We're reviewing how a product is not living up to one of it's core specifications, timely delivery. A message is supposed to be delivered to a phone within our facility network within 10 seconds.
One of the errors they saw was "Connection reset by peer". They immediately started by saying this shows that the client was in a bad network spot. I reminded them that connection reset means that it received a TCP reset flag on a packet back. If the client was in a bad network spot it would be a timeout instead. This whole thing happened over 2 minutes. I asked why they don't implement pre-emptive timeouts for their http requests...no response.
Next they reviewed one clients logs and said look, there was a whole minute between long lines, the android app is getting suspended. I've never seen such inferences made like that. Log lines are pretty much a developer's take. I then asked if they saw any of the Android life cycle methods being called. No response.

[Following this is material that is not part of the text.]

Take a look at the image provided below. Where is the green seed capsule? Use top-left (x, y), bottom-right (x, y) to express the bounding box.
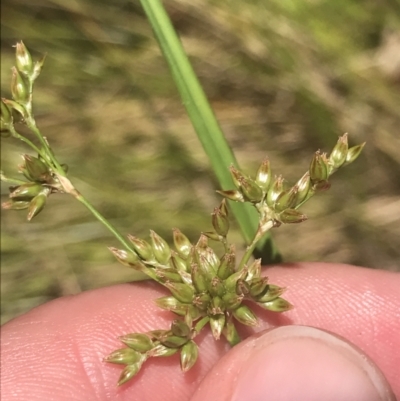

I even asked if they understand that because you sent a push notification via sip to android does not make it an explicit guarantee. They keep responding with the same line, it will because we sent push notification to it.
This was with the senior support on the call. Like legit, the vendor is basically denying reality at this point. I want to scrap this crap.
Edit: wanted to add, this was my escalation too, I've been telling my boss to help line up serious people on their side. This is what they came back with. We've dumped millions in this POS over 3 years now. It only handles 500 concurrent TCP connections on a beefy Windows server (64 CPU, 128gb ram). Also the same vendor that reindexes the phone sqlite db after a single row insert and called it an "engineering decision".